Corn was modestly lower on fund and technical selling, in addition to the broader market influence, but the most active months were up on the week. Japan and unknown destinations both bought 2019/20 U.S. corn Friday morning, but sales this marketing year are behind last marketing year by a wide margin about halfway through. U.S. corn exports have been hit hard by competition from Argentina, Brazil, and Ukraine. Japan picked up 234,688 tons and unknown destinations purchased 211,336 tons. Corn is also monitoring conditions in South America and U.S. weather ahead of widespread planting. Planting is underway in parts of the south, with the USDA’s prospective planting numbers out on the 31st, along with quarterly stocks. Ethanol futures were lower. The Renewable Fuels Association says ethanol exports during January were a 15-month high at 151.2 million gallons, primarily to Brazil, Canada, and India. DDGS sales were 976,688 tons, mainly to Mexico, South Korea, Indonesia, and Turkey. DTN says feed mills in South Korea and Taiwan reported each bought 65,000 tons of corn, likely South American origin.

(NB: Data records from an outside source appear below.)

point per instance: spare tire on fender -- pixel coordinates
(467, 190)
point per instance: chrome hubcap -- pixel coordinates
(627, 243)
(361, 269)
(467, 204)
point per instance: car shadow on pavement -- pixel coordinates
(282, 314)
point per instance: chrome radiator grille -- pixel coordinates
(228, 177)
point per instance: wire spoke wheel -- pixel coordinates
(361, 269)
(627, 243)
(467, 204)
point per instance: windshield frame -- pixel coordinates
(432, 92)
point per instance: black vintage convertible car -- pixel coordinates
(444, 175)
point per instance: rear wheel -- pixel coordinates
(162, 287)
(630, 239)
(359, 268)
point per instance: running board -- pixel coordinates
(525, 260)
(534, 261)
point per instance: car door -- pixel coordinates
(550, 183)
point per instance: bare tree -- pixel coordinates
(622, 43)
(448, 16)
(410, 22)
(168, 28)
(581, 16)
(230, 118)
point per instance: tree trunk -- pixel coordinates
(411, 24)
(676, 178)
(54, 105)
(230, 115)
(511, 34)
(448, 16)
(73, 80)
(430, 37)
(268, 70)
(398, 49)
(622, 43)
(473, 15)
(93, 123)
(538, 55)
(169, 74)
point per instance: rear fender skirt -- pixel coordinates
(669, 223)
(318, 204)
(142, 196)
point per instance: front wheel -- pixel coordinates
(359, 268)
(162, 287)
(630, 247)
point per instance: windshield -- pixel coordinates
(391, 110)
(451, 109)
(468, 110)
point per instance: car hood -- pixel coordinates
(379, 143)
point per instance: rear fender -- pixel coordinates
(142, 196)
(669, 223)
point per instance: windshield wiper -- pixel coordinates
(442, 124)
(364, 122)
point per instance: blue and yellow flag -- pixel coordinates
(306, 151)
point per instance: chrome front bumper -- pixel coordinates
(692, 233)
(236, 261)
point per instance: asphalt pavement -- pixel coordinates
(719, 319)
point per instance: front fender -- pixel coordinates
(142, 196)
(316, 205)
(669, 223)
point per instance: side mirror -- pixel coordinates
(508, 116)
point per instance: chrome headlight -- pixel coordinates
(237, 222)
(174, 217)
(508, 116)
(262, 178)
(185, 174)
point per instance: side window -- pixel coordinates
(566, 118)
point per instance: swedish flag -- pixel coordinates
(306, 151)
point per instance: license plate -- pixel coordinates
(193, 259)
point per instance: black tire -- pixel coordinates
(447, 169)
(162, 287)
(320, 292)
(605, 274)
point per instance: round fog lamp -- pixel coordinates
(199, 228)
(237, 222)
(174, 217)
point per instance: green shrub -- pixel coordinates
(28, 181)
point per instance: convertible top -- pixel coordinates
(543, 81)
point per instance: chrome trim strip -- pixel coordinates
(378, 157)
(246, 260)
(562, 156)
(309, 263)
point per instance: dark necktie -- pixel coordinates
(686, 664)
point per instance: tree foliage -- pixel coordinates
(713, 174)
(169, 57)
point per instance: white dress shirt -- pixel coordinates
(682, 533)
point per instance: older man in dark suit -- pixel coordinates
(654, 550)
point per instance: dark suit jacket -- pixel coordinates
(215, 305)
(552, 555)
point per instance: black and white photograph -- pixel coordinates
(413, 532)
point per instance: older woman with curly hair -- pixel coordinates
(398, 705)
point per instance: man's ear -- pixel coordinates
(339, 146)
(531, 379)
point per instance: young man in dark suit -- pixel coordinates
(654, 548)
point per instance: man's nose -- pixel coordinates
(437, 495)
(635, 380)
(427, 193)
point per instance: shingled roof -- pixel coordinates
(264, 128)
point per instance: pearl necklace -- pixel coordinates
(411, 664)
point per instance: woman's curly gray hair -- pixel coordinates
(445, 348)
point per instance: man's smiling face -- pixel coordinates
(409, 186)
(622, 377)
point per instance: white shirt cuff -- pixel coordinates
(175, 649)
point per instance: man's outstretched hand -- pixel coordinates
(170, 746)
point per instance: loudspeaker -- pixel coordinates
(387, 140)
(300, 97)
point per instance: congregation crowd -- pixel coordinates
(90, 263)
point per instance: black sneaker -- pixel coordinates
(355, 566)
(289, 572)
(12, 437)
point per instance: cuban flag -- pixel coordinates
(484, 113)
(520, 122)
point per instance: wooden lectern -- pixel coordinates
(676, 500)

The wheat complex was mixed, with Chicago modestly lower, Kansas City unchanged, and Minneapolis modestly higher, but all three exchanges were lower for the week. U.S. hard red winter conditions look good, hard red spring planting could start early, and the soft red winter region is expected to see drier near-term weather. The USDA’s weekly national crop progress reports resume in April. Fundamentally, Chicago is looking at a tight near-term supply, but other supplies are relatively ample and U.S. wheat is wary about pricing itself out of the export market. The world supply outlook is bearish, with new USDA supply and demand estimates out on Tuesday the 10th. Lower crop production in some countries, including export competitors, is expected to be canceled out by big crops in other nations.